There has been a history of family infighting following a 2003 deed of family arrangement.  Father Noel decided to cede control of the Yarrow group to one son, John, subject to his other son Paul receiving an equalising payment.  The two brothers then fell out.  They patched up their differences with a 2005 agreement; Paul bought out John for $45 million.  Three years later, Paul was in court suing John for $10 million alleging his brother had misrepresented the value of the business sold.  This claim was settled out of court in 2009; all parties agreeing to enter into good faith negotiations to restructure Yarrow’s finances.
Subsequent to the Yarrow receivership, Paul sued business adviser Mr Finnigan for $90 million alleging Mr Finnigan was to blame for the failure of the Yarrow group.  Paul also alleged Mr Finnigan was party to misrepresentations about Yarrow’s value at the time of his 2005 purchase.  This claim was struck out by Justice Williams as being an abuse of the court process.  Over a period of six years there had been continual and persistent delays in both filing court papers and complying with procedural court orders.   
The court was told Paul Yarrow currently also has underway testamentary promises and family protection claims against both estates of his parents and a claim against their Queensland-based charitable trust.  These are actions against Mr Finnigan in his roles as either executor or trustee.  Paul claims $A22 million together with $NZ20 million.  In part, this mirrors the related claim struck out against Mr Finnigan, said Justice Williams.  Paul Yarrow alleges Mr Finnigan as trustee of the Yarrow charitable trust wrested control of the Yarrow group from him by not approving the Sumitomo deal.  Paul says the deal would have retired group debt and kept Yarrow alive as a business.
Justice Williams gave Paul Yarrow one last chance to sort out his claim against his parent’s estates and their charitable trust.  Specific details of his claim must be filed by early September.  Paul Yarrow does not have a lawyer acting on his behalf.  He told the court he is penniless.
Yarrow v.
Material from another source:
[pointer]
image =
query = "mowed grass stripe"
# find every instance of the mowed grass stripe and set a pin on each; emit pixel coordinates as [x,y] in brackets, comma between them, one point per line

Finnigan – High Court (27.07.17) and Yarrow v. Yarrow Charitable Trust - High Court (28.07.17)

17.088

26 July 2017

Insurance: AMI Insurance v. Legg

AMI Insurance does not have to contribute to the $217,000 cost of fighting a January 2013 rural fire in Canterbury because the seat of the fire was a controlled burn-off including waste from a landscaping business.  Liability for fire losses arising from this business activity was excluded.
The Fire Service is suing to recover firefighting costs following rural fires.  Both AMI Insurance and Lumley Insurance were ordered by the High Court to cover the cost of a January 2013 fire in Selwyn County which started on a lifestyle block owned by the Legg family.  The Leggs held two insurance policies: AMI in respect of their lifestyle block; Lumley for their separate landscaping business.  The fire spread when strong winds ignited embers from a heap of ash, the remains of a burn-off several weeks previously.  This burn-off was predominately plant waste from the Legg’s landscaping business, but included waste from their lifestyle block.
The spread of fire arose from two interdependent causes: burning lifestyle waste (which was covered by the AMI policy) and landscaping waste (which was covered by the Lumley policy but excluded in the AMI policy).  AMI said it did not have to pay.  The exclusion applied.    
The Court of Appeal said where there are two effective and interdependent causes, one within the policy and one excluded, the exclusion prevails.  AMI did not have to pay.